Für Ruhm und Rendite. Fußball ist ein Milliardengeschäft mit enormen Wachstumsraten. Allein die Bundesliga verzeichnete in der Saison 2017/2018 laut "DFL Wirtschaftsreport" 3,81 Milliarden Euro Gesamtumsatz. Das ist fast doppelt so viel wie vor sieben Jahren. Die einzelnen Klubs sind ebenfalls gut im Geschäft. Auch wenn nur der FC Bayern mit 657 Millionen Euro Umsatz auf Augen­höhe mit Spitzenklubs aus England und Spanien war, setzten in der Saison 2017/2018 bereits 17 von 18 Bundesliga­vereinen über 100 Millionen Euro um.

Die hohen Wachstumsraten ziehen zunehmend Investoren an. Und die steigen gern bei Klubs in den unteren Ligen ein, die sie in höhere Spielklassen oder gar in die erste Bundesliga führen wollen. Die bekanntesten Beispiele hierfür sind Leipzig und Hoffenheim. Oder sie stützen Traditionsvereine, die in einer Krise stecken. Beide Situationen sind für Investoren charmant, schließlich sind die Anteile dieser Vereine billig zu haben. Und stellt sich der erhoffte sportliche Erfolg ein, winken hohe Renditen. Die Vereine nehmen das Geld der externen Kapitalgeber gern, um im Wettbewerb zu bestehen (siehe Interview). Mittlerweile haben die meisten Bundesligaklubs ihre Profifußballabteilungen in Kapitalgesellschaften ausgegliedert, um Investoren den Erwerb von Anteilen zu ermöglichen. Ende Juni machte der bislang größte Finanzdeal der Bundesligageschichte Schlagzeilen: Der Unternehmer Lars Windhorst erwarb über seine Investmentfirma Tennor Holding B.V. 37,5 Prozent an der Hertha BSC GmbH & Co. Kommanditgesellschaft auf Aktien (KGaA). Windhorst schießt der Profi-Abteilung des gleichnamigen Berliner Klubs zunächst 125 Millionen Euro zu, will aber schon in der kommenden Saison Anteile nachkaufen und so insgesamt 225 Millionen Euro in die Hertha investieren.

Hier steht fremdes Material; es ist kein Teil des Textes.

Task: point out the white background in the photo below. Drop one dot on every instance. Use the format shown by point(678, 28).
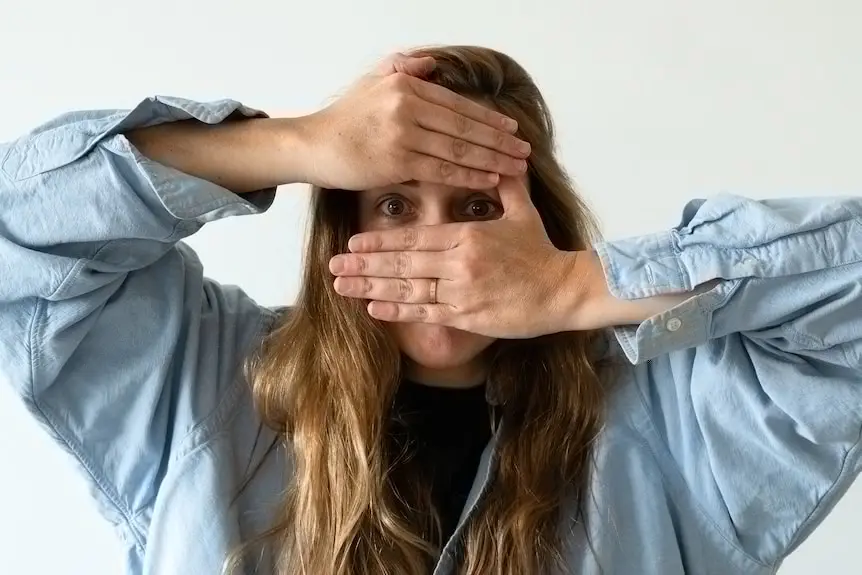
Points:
point(655, 102)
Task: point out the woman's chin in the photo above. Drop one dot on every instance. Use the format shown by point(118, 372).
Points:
point(435, 347)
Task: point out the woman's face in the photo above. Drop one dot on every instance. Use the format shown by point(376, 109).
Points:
point(437, 355)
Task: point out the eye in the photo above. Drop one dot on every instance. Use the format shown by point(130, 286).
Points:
point(483, 209)
point(394, 207)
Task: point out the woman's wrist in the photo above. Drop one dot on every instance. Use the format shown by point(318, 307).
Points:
point(241, 155)
point(587, 302)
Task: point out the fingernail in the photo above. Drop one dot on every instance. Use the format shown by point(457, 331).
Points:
point(336, 264)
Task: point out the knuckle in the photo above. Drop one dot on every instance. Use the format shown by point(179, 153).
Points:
point(405, 290)
point(459, 148)
point(410, 237)
point(500, 139)
point(402, 264)
point(492, 162)
point(447, 170)
point(462, 124)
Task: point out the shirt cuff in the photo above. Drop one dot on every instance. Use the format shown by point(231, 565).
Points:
point(652, 265)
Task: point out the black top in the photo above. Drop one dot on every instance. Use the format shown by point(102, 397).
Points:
point(446, 431)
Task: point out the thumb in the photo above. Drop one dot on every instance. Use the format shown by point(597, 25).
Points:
point(515, 196)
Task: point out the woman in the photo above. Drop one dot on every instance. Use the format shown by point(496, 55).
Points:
point(469, 382)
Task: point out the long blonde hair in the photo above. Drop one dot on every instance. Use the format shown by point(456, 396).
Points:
point(326, 376)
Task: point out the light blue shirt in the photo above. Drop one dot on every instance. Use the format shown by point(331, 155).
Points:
point(732, 430)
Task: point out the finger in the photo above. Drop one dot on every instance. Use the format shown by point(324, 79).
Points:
point(464, 106)
point(514, 196)
point(391, 265)
point(439, 237)
point(464, 153)
point(389, 64)
point(442, 119)
point(416, 67)
point(424, 168)
point(413, 313)
point(387, 289)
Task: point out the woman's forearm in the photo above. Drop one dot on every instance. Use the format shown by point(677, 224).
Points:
point(242, 156)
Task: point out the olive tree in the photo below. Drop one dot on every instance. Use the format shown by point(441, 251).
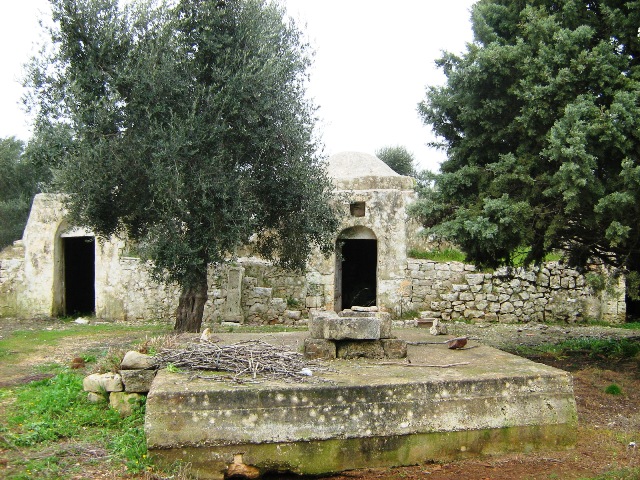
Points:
point(185, 127)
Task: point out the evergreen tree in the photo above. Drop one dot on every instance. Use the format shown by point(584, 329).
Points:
point(540, 118)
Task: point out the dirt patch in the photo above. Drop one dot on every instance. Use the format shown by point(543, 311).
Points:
point(607, 423)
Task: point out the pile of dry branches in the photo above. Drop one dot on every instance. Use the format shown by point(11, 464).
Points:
point(248, 359)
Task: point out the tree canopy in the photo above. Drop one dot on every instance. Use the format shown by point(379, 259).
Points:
point(18, 184)
point(399, 159)
point(540, 119)
point(185, 127)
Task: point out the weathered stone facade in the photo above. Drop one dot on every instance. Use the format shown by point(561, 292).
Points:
point(552, 292)
point(373, 200)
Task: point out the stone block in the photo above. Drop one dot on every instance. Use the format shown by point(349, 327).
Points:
point(394, 348)
point(135, 361)
point(103, 382)
point(125, 403)
point(353, 328)
point(316, 322)
point(319, 349)
point(348, 349)
point(138, 381)
point(385, 325)
point(94, 397)
point(293, 314)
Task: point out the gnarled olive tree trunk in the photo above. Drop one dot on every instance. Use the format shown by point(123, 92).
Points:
point(191, 307)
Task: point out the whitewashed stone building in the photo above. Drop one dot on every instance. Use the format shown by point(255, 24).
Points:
point(58, 269)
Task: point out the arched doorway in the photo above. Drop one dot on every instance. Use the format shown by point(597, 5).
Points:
point(74, 289)
point(356, 268)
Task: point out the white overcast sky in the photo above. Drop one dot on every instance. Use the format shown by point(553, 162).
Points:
point(374, 59)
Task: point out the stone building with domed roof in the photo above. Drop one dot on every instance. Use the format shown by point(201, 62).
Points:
point(58, 269)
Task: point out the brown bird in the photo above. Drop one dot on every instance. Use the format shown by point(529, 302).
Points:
point(77, 362)
point(457, 342)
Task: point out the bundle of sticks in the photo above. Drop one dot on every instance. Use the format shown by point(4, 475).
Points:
point(252, 358)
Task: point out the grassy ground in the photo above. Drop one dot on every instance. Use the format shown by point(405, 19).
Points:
point(48, 429)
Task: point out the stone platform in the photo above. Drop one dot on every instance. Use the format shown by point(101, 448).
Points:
point(367, 413)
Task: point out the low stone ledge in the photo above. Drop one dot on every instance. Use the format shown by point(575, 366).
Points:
point(351, 328)
point(352, 349)
point(136, 361)
point(319, 349)
point(103, 382)
point(386, 416)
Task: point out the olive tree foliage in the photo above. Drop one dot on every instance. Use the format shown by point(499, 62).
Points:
point(540, 119)
point(183, 125)
point(399, 159)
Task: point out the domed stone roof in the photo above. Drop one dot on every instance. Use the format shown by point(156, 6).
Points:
point(362, 171)
point(358, 164)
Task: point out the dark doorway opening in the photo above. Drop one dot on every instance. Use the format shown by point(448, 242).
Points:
point(359, 261)
point(79, 275)
point(633, 309)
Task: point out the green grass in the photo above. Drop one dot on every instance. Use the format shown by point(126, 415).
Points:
point(50, 411)
point(615, 349)
point(445, 255)
point(28, 341)
point(455, 255)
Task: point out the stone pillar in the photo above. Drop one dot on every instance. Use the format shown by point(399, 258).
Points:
point(233, 306)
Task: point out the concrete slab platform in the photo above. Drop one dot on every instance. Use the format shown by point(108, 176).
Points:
point(367, 413)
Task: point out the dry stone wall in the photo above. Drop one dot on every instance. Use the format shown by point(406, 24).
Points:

Die Motivation der Geldgeber ist jedoch von Fall zu Fall verschieden. Investoren wie Windhorst sind vorrangig an der Rendite interessiert. Unternehmen wie Adidas, Audi und Allianz, die sowohl Sponsoren des FC Bayern als auch jeweils zu gleichen Teilen am Klub beteiligt sind, verfolgen dagegen strategische Ziele und wollen ihre Bekanntheit steigern und ihr Image verbessern: Allianz ist Namensgeber des Münchner Stadions, Adidas als Ausrüster omnipräsent auf Trikots und Fanartikeln.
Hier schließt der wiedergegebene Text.